2.3 Cultural policy objectives
The Constitution of 1978 entrusts the public authorities with specific tasks in the field of culture, noting that these duties are "essential attributes", before listing a number of areas which come closest to a definition of the objectives of cultural policy (see chapter 5).
To judge from the political statements of central and regional governments over recent years, together with the accounts of public spending on cultural activities, the main objectives of Spanish cultural policy are conservation and promotion of cultural heritage and, in second place, cultural creativity understood as cultural heritage in development.
If we analyse recent cultural policies in terms of the cultural policy principles defined by the Council of Europe, we see that promotion of national identity, the main vehicle for articulating cultural policy in the regions, particularly in those having separate language environments, has been exacerbated in the last years. This has happened especially in Catalonia, partially in response to a centralising offensive by the conservative state government. Thus, the promotion of a "shared" Spanish identity, which was implicit in some aspects of educational and cultural policies, particularly in terms of the dissemination of Spanish cultural policy abroad, has resulted in a fervent defence of Spanish identity in the last years. This has occurred, for example, through the protection of the Castilian language, as well as of those manifestations more linked in the collective imaginary to the Spanish identity, such as bullfighting.
In terms of recognising diversity, the very way the Spanish state is organised territorially has been an admission of the cultural diversity of the country. Linguistic and cultural plurality is expressly protected by the Constitution of 1978, both in the preamble and in its articles. It is equally guaranteed in the charters of the Autonomous Regions. Protection of diversity has therefore, so far, been interpreted by looking internally at the individual traits of the various cultures comprising modern-day Spain. Only since 2000, as a result of the dramatic increase in immigration, has recognition of another form of cultural diversity beyond national borders been included in the cultural policy agendas at regional and, especially, municipal levels, as another part of the social integration of immigrant groups. The rise to power of the Popular Party in November 2011 introduced some changes in policy discourses that, despite recognising the cultural diversity of Spain, put special emphasis on the defence of its unity, in particular, through the defence of the Castilian language.
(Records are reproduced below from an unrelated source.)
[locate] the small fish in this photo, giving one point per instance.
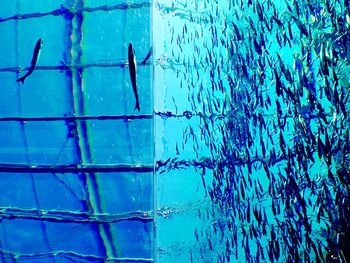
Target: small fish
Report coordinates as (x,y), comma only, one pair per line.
(147,57)
(36,54)
(132,70)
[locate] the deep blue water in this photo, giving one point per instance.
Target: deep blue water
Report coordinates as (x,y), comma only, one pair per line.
(239,153)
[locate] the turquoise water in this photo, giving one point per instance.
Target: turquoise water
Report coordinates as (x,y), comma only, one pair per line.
(239,153)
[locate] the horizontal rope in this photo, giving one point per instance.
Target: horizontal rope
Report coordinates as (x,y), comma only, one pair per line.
(74,168)
(73,216)
(63,10)
(77,118)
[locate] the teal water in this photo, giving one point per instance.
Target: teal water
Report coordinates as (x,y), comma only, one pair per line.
(239,153)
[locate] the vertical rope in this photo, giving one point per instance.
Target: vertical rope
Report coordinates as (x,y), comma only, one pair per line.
(90,179)
(25,143)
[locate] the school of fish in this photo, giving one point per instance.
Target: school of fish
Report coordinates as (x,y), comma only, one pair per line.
(269,86)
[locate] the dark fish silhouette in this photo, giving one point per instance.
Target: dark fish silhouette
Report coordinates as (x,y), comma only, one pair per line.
(132,70)
(36,54)
(147,57)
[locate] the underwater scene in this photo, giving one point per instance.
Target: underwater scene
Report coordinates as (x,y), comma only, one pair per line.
(174,131)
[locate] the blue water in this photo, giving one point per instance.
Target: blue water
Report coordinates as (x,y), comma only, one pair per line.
(240,152)
(76,160)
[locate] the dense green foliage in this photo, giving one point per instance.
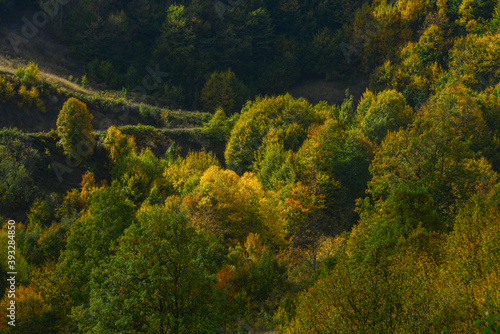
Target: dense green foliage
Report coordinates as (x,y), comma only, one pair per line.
(380,217)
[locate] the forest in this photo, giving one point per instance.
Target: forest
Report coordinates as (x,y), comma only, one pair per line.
(158,175)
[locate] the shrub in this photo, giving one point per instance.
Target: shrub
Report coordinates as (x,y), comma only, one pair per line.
(6,90)
(223,90)
(75,129)
(219,127)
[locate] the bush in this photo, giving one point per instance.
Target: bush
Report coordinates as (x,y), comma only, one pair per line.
(6,90)
(219,127)
(223,90)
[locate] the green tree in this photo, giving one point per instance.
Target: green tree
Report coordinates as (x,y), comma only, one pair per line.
(161,280)
(381,113)
(223,90)
(92,235)
(290,117)
(75,128)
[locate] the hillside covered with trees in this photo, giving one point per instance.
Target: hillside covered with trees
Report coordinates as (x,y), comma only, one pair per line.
(172,184)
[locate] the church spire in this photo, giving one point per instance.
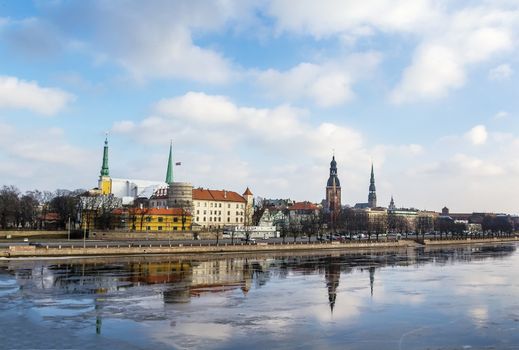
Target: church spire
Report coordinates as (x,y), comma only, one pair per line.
(372,197)
(169,172)
(104,168)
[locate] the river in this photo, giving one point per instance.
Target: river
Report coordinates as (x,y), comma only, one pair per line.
(463,297)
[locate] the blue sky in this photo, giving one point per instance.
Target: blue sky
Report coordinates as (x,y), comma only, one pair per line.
(259,93)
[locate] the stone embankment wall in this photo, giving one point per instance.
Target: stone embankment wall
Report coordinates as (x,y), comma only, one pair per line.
(428,242)
(31,233)
(123,249)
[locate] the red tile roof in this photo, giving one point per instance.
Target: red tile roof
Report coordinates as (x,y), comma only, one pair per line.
(303,206)
(150,211)
(217,195)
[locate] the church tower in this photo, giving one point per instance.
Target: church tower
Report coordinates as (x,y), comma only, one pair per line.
(105,183)
(333,192)
(169,171)
(372,197)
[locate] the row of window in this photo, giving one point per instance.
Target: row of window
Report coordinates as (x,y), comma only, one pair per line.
(148,228)
(217,219)
(219,205)
(159,219)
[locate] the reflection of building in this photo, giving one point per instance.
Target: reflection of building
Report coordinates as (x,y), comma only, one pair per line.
(332,274)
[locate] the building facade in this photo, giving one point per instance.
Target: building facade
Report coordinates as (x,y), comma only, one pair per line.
(218,208)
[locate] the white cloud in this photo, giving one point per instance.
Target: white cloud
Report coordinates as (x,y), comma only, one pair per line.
(478,135)
(501,115)
(501,72)
(199,107)
(330,17)
(155,40)
(450,39)
(327,84)
(15,93)
(434,70)
(43,158)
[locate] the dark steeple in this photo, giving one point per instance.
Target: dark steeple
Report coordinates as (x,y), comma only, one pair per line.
(392,204)
(372,197)
(104,167)
(169,172)
(333,180)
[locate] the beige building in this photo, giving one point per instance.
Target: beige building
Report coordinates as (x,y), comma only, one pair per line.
(219,208)
(212,208)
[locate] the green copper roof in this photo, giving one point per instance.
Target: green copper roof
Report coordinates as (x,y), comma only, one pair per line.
(104,169)
(169,172)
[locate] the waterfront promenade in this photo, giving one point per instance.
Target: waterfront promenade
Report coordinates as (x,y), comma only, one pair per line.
(100,248)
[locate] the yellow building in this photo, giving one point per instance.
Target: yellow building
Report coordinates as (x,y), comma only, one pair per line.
(153,219)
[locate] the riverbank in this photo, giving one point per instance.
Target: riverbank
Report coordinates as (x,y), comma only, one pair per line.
(128,249)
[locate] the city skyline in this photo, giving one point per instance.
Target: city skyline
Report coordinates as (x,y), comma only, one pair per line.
(258,94)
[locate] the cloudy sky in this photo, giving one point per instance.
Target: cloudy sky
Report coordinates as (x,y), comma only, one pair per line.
(260,93)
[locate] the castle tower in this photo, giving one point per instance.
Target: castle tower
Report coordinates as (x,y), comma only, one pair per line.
(180,194)
(249,197)
(105,183)
(333,192)
(372,197)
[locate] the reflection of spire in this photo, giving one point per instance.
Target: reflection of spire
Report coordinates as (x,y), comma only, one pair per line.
(332,276)
(99,319)
(371,278)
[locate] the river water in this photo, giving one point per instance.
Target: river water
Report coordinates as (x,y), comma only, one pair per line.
(463,297)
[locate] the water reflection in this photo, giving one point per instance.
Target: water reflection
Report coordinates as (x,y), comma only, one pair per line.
(260,298)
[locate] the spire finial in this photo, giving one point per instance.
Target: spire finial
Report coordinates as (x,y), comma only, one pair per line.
(169,171)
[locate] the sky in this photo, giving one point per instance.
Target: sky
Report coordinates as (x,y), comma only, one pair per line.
(262,93)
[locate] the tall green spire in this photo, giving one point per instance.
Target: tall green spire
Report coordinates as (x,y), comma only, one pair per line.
(169,172)
(104,168)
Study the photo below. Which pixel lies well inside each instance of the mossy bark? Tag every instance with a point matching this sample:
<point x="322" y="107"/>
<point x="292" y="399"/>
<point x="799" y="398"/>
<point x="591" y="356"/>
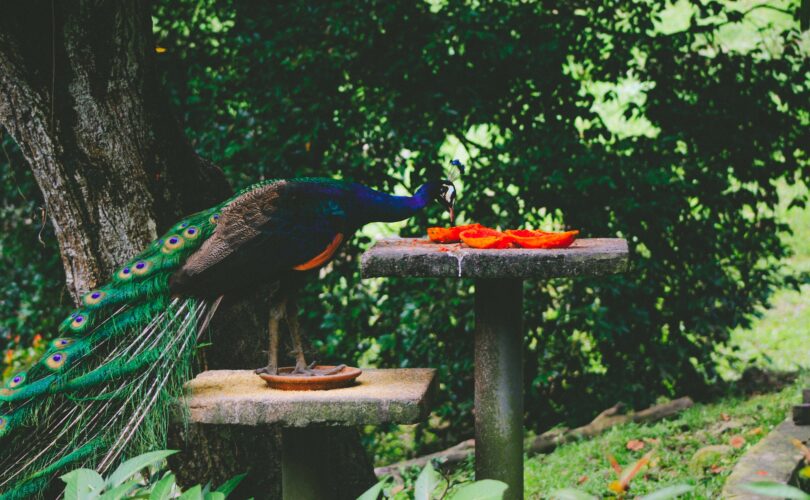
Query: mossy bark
<point x="80" y="96"/>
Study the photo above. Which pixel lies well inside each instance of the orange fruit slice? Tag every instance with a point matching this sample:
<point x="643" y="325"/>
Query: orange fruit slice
<point x="484" y="237"/>
<point x="449" y="234"/>
<point x="528" y="238"/>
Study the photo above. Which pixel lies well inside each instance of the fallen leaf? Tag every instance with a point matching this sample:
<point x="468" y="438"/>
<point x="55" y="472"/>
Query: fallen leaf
<point x="614" y="464"/>
<point x="616" y="487"/>
<point x="737" y="441"/>
<point x="635" y="445"/>
<point x="801" y="446"/>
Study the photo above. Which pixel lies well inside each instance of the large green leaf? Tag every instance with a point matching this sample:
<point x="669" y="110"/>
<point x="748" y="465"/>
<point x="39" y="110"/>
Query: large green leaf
<point x="669" y="492"/>
<point x="426" y="482"/>
<point x="120" y="491"/>
<point x="486" y="489"/>
<point x="135" y="464"/>
<point x="163" y="489"/>
<point x="193" y="493"/>
<point x="83" y="484"/>
<point x="771" y="489"/>
<point x="373" y="493"/>
<point x="570" y="494"/>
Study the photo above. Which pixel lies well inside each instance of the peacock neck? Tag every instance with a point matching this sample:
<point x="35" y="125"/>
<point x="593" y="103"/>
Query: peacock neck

Support for cultural creativity has been traditionally articulated as an aim of cultural policy along three main axes: statutory protection of intellectual property and copyright; the teaching of creative arts; and specific measures to promote the work of creative artists themselves. In general terms, support for creativity appears with less emphasis in cultural policies compared, for example, to the preservation of heritage (see also chapter 8).
Access to culture and participation in cultural life are among the prime objectives of recent Spanish cultural policy (see Articles9 and 44 of the 1978 Spanish Constitution). Indeed, it is the main motive for public involvement in cultural affairs. However, generating demand, outside the sphere of mass culture turned out to be somewhat more complex than initial enthusiasts would have had us believe. Equally, the democratisation of culture, understood as the citizens' right to have their say on how the cultural life of their communities is defined, leaves considerable room for development in the search for a fully rounded Spanish cultural policy.